Je ne serais pas surpris aujourd’hui si Robert MENARD trouvait une chaussure au rond point des Nations unies et dans son intime conviction que ça peut aider le parquet à bouger , il l’amènerait et c’est au parquet de dire que ce n’est pas un élément nouveau ; c’est ça qui est important....... Il y a deux ans, personne ne pouvait penser qu’il y aurait un non-lieu. Il y en a eu. Maintenant la donne a changé parce qu’il y a eu un non-lieu. L’autorité judiciaire a ‘’précisé ‘’ ses responsabilités. Ceux d’en face feront tout eux aussi pour se faire entendre.

Issaka LINGANI, vous voulez réagir ?

I.L. : Je crois que c’est une méthode très critiquable qui a été utilisée. Je pense qu’il faut être de bonne foi dans cette affaire. Il faut passer par la bonne manière pour contribuer à la manifestation de la vérité. On ne peut pas venir dénigrer le travail de la commission ainsi. Puisqu’on est dans un monde de suspicion généralisée, on peut même aller très loin. Quand MENARD dit qu’ils se sont entendus. Ils se sont entendus sur quoi ?

On est tous conscient que lorsqu’on fait des rapports finaux on confronte des types de rédaction et on s’entend sur une version. Prenons le cas d’une arme. Il semble que la Commission d’enquête était parvenue à constater que seule la garde présidentielle avait cette arme commandée pour monter une unité qui n’a jamais vu le jour mais au moment du rapport final, les membres de la commission sont tombés d’accord de ne pas le notifier parce que ça ressortait dans les procès verbaux. Est-ce qu’au final, ce n’est pas ces petits arrangements de ce genre qui ont dès le départ compliqué le dossier ?

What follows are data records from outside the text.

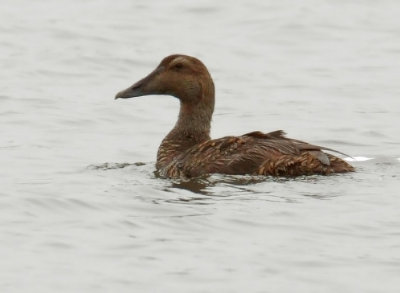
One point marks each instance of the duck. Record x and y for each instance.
(188, 150)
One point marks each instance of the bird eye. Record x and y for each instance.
(178, 66)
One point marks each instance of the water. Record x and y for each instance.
(81, 209)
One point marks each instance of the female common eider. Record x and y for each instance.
(188, 151)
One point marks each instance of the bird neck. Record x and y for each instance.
(193, 127)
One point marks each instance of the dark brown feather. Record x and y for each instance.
(188, 151)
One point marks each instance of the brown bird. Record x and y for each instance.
(188, 151)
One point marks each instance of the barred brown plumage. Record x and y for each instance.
(188, 151)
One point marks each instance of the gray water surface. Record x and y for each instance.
(80, 207)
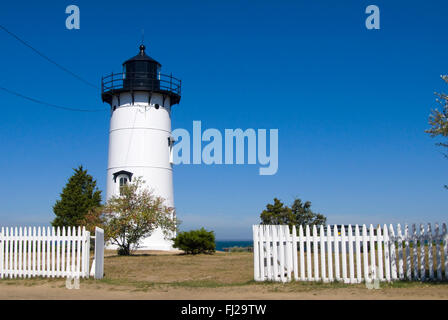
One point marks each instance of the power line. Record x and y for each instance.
(47, 58)
(49, 104)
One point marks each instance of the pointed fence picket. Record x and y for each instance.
(351, 254)
(48, 252)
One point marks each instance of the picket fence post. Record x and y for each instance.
(99, 253)
(2, 244)
(322, 254)
(302, 254)
(336, 253)
(268, 237)
(294, 253)
(256, 257)
(386, 253)
(330, 255)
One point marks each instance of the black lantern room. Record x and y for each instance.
(141, 73)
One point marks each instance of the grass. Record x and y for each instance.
(146, 272)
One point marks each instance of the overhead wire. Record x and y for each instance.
(57, 65)
(49, 104)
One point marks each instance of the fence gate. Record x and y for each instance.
(350, 254)
(47, 252)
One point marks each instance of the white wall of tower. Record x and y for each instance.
(138, 143)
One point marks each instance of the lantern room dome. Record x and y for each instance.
(142, 56)
(141, 73)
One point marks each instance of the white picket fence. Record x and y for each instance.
(350, 254)
(46, 252)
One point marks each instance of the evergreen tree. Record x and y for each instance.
(439, 119)
(79, 196)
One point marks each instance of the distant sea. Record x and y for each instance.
(220, 245)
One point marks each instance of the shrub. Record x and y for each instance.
(195, 241)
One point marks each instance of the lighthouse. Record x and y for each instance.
(140, 140)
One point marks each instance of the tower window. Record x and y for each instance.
(123, 182)
(121, 178)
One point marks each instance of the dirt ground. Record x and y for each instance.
(155, 275)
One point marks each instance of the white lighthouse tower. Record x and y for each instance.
(140, 141)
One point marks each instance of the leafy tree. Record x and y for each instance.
(134, 215)
(79, 196)
(439, 119)
(303, 215)
(196, 241)
(277, 213)
(300, 213)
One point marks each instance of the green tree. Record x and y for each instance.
(134, 215)
(195, 241)
(277, 213)
(439, 119)
(79, 196)
(303, 215)
(300, 213)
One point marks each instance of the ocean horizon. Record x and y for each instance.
(221, 244)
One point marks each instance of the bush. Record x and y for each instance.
(195, 241)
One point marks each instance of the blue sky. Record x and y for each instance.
(351, 104)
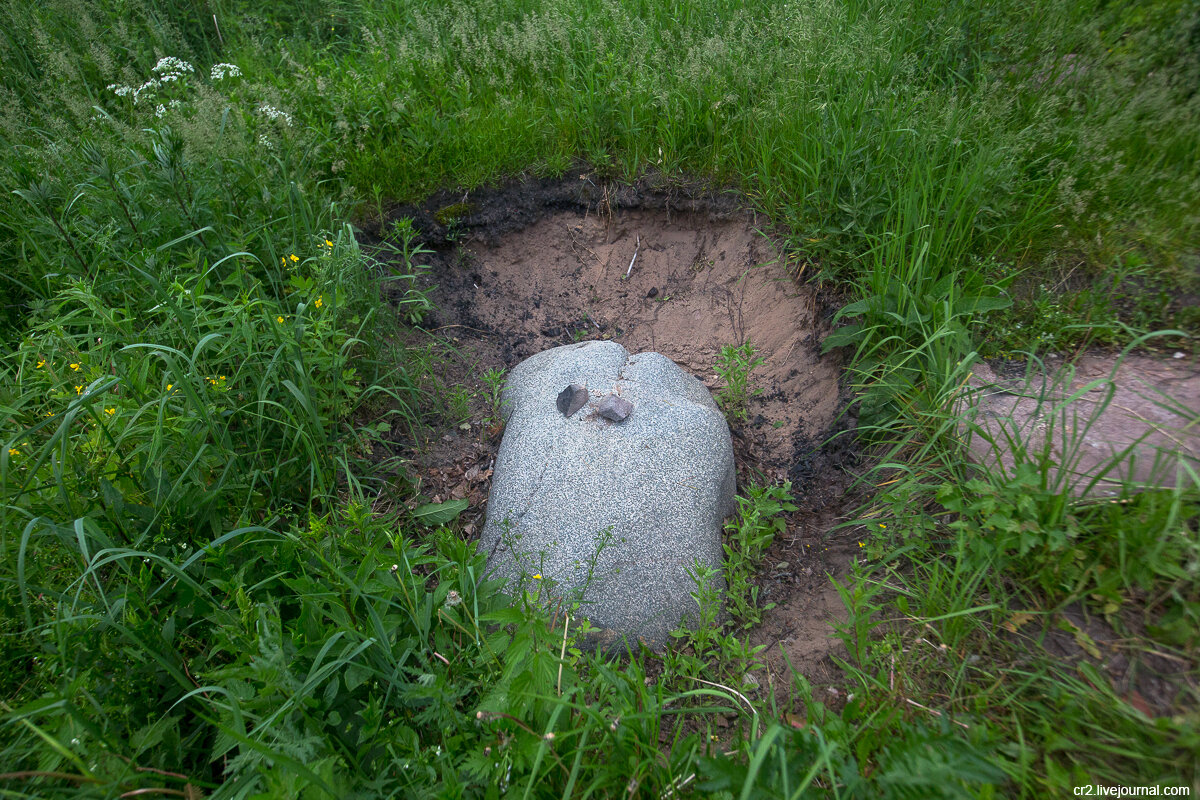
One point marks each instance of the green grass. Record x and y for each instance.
(203, 591)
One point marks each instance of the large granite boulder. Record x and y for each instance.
(651, 476)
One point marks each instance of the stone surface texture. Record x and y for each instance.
(661, 481)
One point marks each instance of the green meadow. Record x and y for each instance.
(213, 587)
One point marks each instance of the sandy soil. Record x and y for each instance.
(540, 264)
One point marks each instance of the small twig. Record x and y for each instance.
(743, 697)
(678, 783)
(61, 776)
(635, 256)
(562, 654)
(935, 713)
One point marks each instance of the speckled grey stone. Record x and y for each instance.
(660, 482)
(615, 408)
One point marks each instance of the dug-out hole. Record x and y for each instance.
(538, 264)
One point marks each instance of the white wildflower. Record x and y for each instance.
(273, 113)
(222, 71)
(171, 65)
(149, 85)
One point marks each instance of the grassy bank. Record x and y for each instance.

I.L. : Je ne suis pas au courant des ‘’petits gris-gris’’ dont vous faites état, parce que je n’étais pas dans les secrets de la CEI. Mais je dis tout simplement, et le cas que vous donnez l’atteste, il s’agit éventuellement d’arrangements. Mais ça ne veut pas dire qu’on a édulcoré le rapport pour faire plaisir à des gens. On estime souvent que ce n’est pas utile d’aller à certains détails. Mais cela n’a rien à voir avec ‘’on s’est entendu pour faire quelque chose’’.

Nous ressortir tout cela aujourd’hui est fort suspect et me conforte dans mon opinion qui est que la CEI a beaucoup plus compliqué l’affaire qu’elle n’a travaillé à sa résolution.
Pour une organisation aussi importante que Reporters sans frontières, elle aurait pu se donner le temps de chercher éventuellement quelque chose de sérieux à mettre sous la dent de la justice. Parce que le risque qu’elle prend aujourd’hui en balançant quelque chose qui n’est pas crédible c’est de jeter un peu le discrédit sur ce qu’elle pourrait faire à l’avenir. Je pense quelque part que ce n’est pas bon de sortir n’importe quoi, comme si l’essentiel c’est de faire du bruit.

Chériff SY ?

C.S. : Chaque fois que l’occasion m’est donnée ou quand je suis obligé de parler de cette affaire, je pars toujours du principe que c’est un confrère qui a été assassiné. Parce que j’ai souvent l’impression que l’on occulte cet aspect. Et très vite on peut se retrouver dans des débats qui peuvent paraître assez vastes ou stériles. Même les tenants de la thèse de l’accident, sont d’accord qu’il a été assassiné. Mais par qui ?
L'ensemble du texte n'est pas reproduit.